My wife whose love for me is undeserved and unjustifiable insists that I tell her what I might want for my birthday, rig wise. I am very happy with my 520s but she thinks that I should get a new
radio,so in order to make her happy, for which my failure rate is very high, I set out recently to find out what I might be interested in. Bear in mind that beyond my 520s and my dads ten tec I have only seen pictures.  So off to the closest  Outlet For Ham Radio I went.  
        This place seemed more sinister from the outside than an Adult bookstore but none the less I bravely entered, off to my left was a low counter that ran about 25 feet along the wall with about 12-15 hf rigs  arranged on two levels none of them had mics hooked up which follows the same rationale as a gun shop not having bullets in the weapons. I commandeered the best looking of the "secretary chairs" and cautiously lowered my 300 lbs into it as the hydraulic piston hissed, the chair settled  rather close to the floor  but I was still able to see over the counter and reach the radios so I made my first choice.
        I reached for the ic 718 and moved it towards me and determined that most of my sandwiches weigh more, I then looked around for  a while and assessed that the radio had only one knob worthy of the name , aside from about twenty or so push buttons the only other things approaching the definition were two pencil sized protrusions one of which made the radio hash louder . I now decided to   try and tune in some activity , and figured 20 meters would be good  so I started to rotate the dial , after about 1000 revolutions I had covered what to me seemed to be about 3khz I figured I must be doing something wrong and started poking at the buttons hitting about 3 at a time with my knockwurst sized fingers , eventually I settled on 14.300 but heard nothing no where did I hear anything ,  that's when I realized  the antenna switch on the wall was dialed to a different rig so I flipped it to the 718, wonder of wonders the maritime mobile net came to life but no matter what I did I couldn't really bring it out of the noise.
          Giving up on that I went to the 735, and then shifted to the Kenwood offerings and finished up with Yaesu.  I really heard nothing of merit on any of the rigs and came away secure in the knowledge that knobs are not wanted  by today's designers, its the pushbutton that is King !
   On my drive home I figured out the reason for the demise of amateur radio. The radios don't look like radios,they don't feel like radios,they don't smell like radios, no one wants to push buttons! You give a baby a knob and they will turn and tweak it , give them a push button  and nothing happens. Now close your eyes and think of a radio operator in your minds eye, what do you see,....yep!    a guy turning.....KNOBS !    
           Now having bored you all with that and for those still reading here is my question, What are the last radios that were made with man-sized knobs, metal cabinets, and limited use of pushbuttons that might make a good upgrade from my 520s ?    Think  TS 520 with warc bands and let me know, thanks !      
            BTW when I got home I hugged my 520s and I operated all night and didn't have to push a single button !    

Posts: 8

« Reply #1 on: September 23, 2002, 06:22:40 PM »

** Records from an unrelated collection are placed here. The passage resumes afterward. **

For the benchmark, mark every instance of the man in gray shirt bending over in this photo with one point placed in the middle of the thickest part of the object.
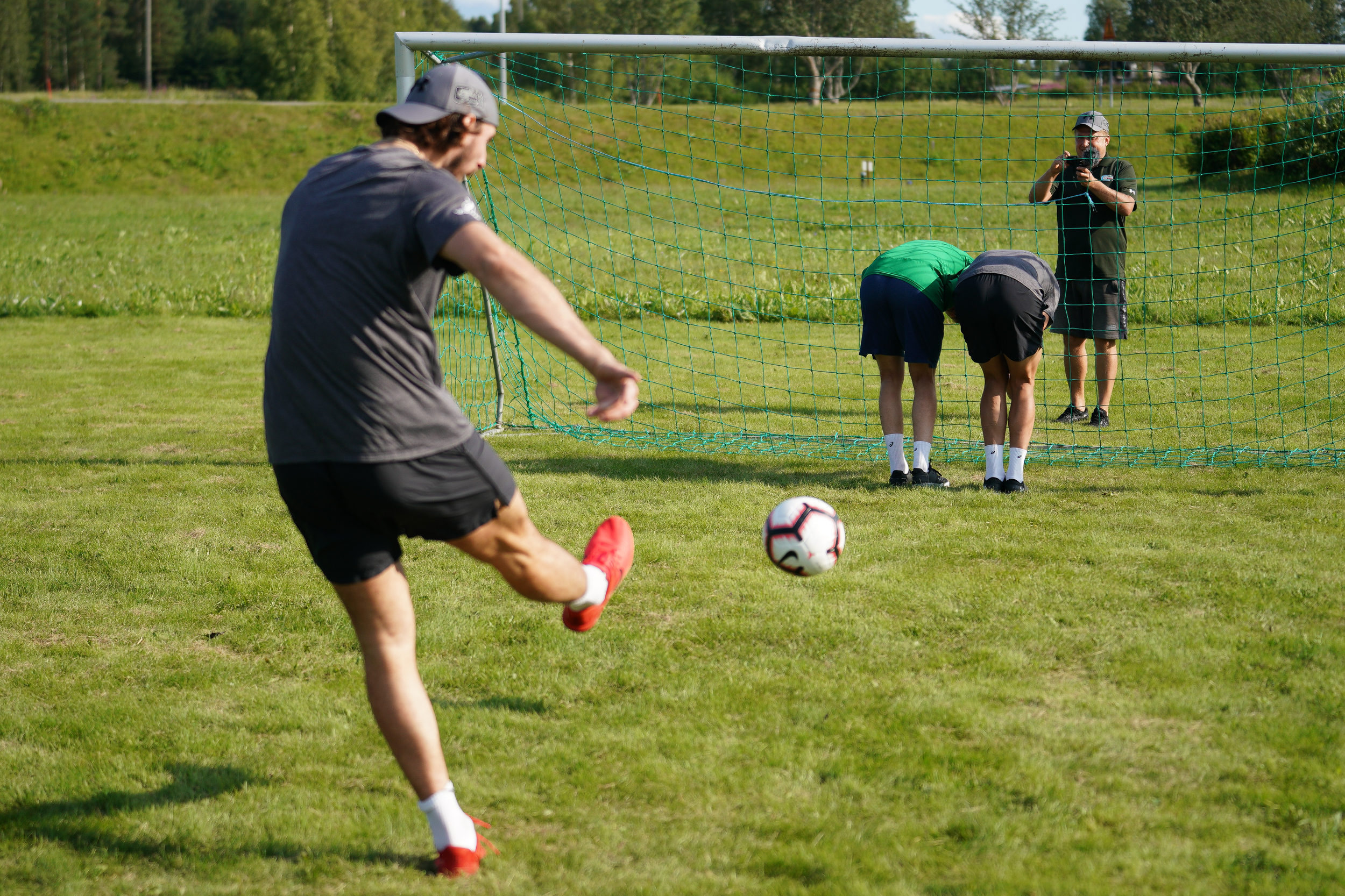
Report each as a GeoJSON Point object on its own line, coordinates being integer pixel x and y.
{"type": "Point", "coordinates": [366, 443]}
{"type": "Point", "coordinates": [1004, 302]}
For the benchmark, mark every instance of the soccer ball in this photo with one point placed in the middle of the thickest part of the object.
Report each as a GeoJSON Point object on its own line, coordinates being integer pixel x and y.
{"type": "Point", "coordinates": [803, 536]}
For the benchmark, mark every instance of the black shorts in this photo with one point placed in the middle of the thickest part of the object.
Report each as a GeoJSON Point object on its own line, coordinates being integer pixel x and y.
{"type": "Point", "coordinates": [1091, 309]}
{"type": "Point", "coordinates": [899, 321]}
{"type": "Point", "coordinates": [999, 317]}
{"type": "Point", "coordinates": [353, 516]}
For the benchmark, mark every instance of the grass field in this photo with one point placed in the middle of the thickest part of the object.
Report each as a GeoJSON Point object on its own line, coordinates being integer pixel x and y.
{"type": "Point", "coordinates": [1120, 682]}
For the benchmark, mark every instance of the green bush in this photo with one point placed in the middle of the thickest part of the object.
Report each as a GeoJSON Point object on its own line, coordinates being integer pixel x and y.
{"type": "Point", "coordinates": [1268, 143]}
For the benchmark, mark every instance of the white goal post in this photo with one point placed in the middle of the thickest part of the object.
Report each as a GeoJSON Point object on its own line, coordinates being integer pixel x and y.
{"type": "Point", "coordinates": [475, 45]}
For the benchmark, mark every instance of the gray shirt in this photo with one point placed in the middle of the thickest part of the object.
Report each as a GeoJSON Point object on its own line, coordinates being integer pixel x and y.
{"type": "Point", "coordinates": [1024, 267]}
{"type": "Point", "coordinates": [353, 372]}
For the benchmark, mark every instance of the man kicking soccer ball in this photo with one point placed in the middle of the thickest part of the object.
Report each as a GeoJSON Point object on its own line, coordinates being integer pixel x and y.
{"type": "Point", "coordinates": [1004, 302]}
{"type": "Point", "coordinates": [903, 296]}
{"type": "Point", "coordinates": [366, 443]}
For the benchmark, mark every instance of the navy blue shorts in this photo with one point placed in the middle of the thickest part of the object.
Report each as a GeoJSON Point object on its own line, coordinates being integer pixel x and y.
{"type": "Point", "coordinates": [899, 321]}
{"type": "Point", "coordinates": [353, 516]}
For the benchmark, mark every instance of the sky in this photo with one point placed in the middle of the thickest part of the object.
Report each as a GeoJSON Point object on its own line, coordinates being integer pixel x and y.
{"type": "Point", "coordinates": [932, 17]}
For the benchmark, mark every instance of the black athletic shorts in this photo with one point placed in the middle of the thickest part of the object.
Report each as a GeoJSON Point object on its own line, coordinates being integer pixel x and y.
{"type": "Point", "coordinates": [1091, 309]}
{"type": "Point", "coordinates": [899, 321]}
{"type": "Point", "coordinates": [999, 317]}
{"type": "Point", "coordinates": [353, 516]}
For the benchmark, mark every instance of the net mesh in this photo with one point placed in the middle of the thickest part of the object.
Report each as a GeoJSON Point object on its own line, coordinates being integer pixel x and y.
{"type": "Point", "coordinates": [711, 224]}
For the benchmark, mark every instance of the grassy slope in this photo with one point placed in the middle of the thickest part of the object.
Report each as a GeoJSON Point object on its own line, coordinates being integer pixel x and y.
{"type": "Point", "coordinates": [1123, 681]}
{"type": "Point", "coordinates": [175, 150]}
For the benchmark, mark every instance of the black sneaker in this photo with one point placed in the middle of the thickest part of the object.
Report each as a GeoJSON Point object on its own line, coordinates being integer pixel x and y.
{"type": "Point", "coordinates": [1072, 415]}
{"type": "Point", "coordinates": [929, 478]}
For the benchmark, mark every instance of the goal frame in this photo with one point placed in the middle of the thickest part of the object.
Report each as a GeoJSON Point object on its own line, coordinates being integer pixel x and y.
{"type": "Point", "coordinates": [461, 46]}
{"type": "Point", "coordinates": [470, 45]}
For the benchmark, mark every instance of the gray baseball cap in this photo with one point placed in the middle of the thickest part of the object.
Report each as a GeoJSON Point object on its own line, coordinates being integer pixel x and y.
{"type": "Point", "coordinates": [1093, 120]}
{"type": "Point", "coordinates": [444, 90]}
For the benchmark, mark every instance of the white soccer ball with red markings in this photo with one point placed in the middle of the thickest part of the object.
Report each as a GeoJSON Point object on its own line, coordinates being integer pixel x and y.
{"type": "Point", "coordinates": [803, 536]}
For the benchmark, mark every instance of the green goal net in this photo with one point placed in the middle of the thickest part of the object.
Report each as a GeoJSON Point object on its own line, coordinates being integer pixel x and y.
{"type": "Point", "coordinates": [711, 217]}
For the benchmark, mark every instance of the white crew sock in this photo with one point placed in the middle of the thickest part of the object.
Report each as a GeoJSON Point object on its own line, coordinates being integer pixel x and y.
{"type": "Point", "coordinates": [593, 592]}
{"type": "Point", "coordinates": [1017, 457]}
{"type": "Point", "coordinates": [448, 824]}
{"type": "Point", "coordinates": [896, 451]}
{"type": "Point", "coordinates": [996, 462]}
{"type": "Point", "coordinates": [922, 455]}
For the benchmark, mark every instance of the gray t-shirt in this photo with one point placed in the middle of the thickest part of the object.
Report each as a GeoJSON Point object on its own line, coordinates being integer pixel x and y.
{"type": "Point", "coordinates": [1024, 267]}
{"type": "Point", "coordinates": [353, 372]}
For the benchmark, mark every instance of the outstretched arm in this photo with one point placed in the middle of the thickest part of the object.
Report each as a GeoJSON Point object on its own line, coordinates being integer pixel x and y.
{"type": "Point", "coordinates": [534, 301]}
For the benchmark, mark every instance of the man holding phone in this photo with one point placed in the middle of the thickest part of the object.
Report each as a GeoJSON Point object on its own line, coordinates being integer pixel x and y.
{"type": "Point", "coordinates": [1094, 194]}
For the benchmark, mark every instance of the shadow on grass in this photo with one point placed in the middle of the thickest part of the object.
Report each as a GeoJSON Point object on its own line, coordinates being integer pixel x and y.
{"type": "Point", "coordinates": [132, 462]}
{"type": "Point", "coordinates": [509, 704]}
{"type": "Point", "coordinates": [98, 824]}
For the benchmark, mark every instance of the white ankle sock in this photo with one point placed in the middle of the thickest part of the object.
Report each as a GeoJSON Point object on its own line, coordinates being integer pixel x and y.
{"type": "Point", "coordinates": [896, 451]}
{"type": "Point", "coordinates": [922, 455]}
{"type": "Point", "coordinates": [448, 824]}
{"type": "Point", "coordinates": [994, 462]}
{"type": "Point", "coordinates": [593, 592]}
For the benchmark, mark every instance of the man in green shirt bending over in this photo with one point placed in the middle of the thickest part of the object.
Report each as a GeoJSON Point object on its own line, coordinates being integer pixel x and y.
{"type": "Point", "coordinates": [903, 298]}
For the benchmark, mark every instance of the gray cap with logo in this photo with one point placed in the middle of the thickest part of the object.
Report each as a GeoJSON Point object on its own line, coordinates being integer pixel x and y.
{"type": "Point", "coordinates": [1093, 120]}
{"type": "Point", "coordinates": [444, 90]}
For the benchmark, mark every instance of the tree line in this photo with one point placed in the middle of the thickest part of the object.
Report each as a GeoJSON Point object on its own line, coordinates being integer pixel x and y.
{"type": "Point", "coordinates": [342, 49]}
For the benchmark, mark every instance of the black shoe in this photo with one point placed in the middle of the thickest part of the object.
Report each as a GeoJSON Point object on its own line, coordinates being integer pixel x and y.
{"type": "Point", "coordinates": [929, 478]}
{"type": "Point", "coordinates": [1072, 415]}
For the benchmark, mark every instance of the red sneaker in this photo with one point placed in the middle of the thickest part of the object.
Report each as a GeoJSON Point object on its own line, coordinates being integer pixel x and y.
{"type": "Point", "coordinates": [612, 551]}
{"type": "Point", "coordinates": [455, 862]}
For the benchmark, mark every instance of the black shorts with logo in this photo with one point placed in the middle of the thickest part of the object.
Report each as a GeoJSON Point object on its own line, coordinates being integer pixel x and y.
{"type": "Point", "coordinates": [353, 516]}
{"type": "Point", "coordinates": [999, 317]}
{"type": "Point", "coordinates": [1091, 309]}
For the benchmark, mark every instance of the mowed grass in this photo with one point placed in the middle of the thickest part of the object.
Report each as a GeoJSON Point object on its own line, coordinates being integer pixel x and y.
{"type": "Point", "coordinates": [1183, 392]}
{"type": "Point", "coordinates": [1118, 682]}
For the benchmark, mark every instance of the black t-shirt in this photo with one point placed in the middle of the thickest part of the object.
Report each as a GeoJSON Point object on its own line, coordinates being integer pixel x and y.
{"type": "Point", "coordinates": [353, 371]}
{"type": "Point", "coordinates": [1091, 236]}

You could get a well cared for TS-820, find a copy of QST Feb 1983 and add WARC bands to it, get a SM-220 with a pan adapter (if you're into "eye-candy") and some add-on filters and you'd be happy as a pig in a poke.  On top of that, you'll have saved enough to get that wife of yours a great gift for HER birthday!


Posts: 9930

« Reply #2 on: September 23, 2002, 08:18:10 PM »

I have a kenwood 570  and like it pretty well, it has a couple of big knobs on it, and they feel right when you turn them.  it does not have great DSP filtering on it but its better than a FT 101 ee, and almost as good as a ft 101 ZD.. good luck, I hear good things about the Mark 5 too.  73 tom N6AJR

Posts: 29

« Reply #3 on: September 23, 2002, 09:26:53 PM »

Your article is fun reading, but represents circular reasoning. You start out with the premise that you do not want a new ham transceiver and then support your premise with the argument that newer transceivers do not meet your pre-conceived selection criteria; for example push buttons not as desirable as knobs. If your 520 had pushbuttons and modern transceivers knobs, would you then consider pushbuttons better than knobs (who would want to twist knobs late at night when they could push buttons)? Your evaluation of potential replacement transceivers is also very biased (no prior investigation of modern transceiver features versus your old transceivers features; never approaching a sales person for advice; no mention of discussions with fellow hams who have modern equipment). If your investigation of modern equipment versus your old equipment was less biased, you would not be using a 520, as your main transceiver today.

73 AD6LR


Posts: 238

« Reply #4 on: September 23, 2002, 09:50:48 PM »

the FT990 is a great rig, can be bought quite reasonbly, and has lots of knobs that a big guy's hands can work comfortably. There are buttons for controls that only need to toggle in and out, but you can twiddle all the main controls to your heart's content all night long.  PLUS, it has great front end!!

Posts: 220

« Reply #5 on: September 23, 2002, 09:57:33 PM »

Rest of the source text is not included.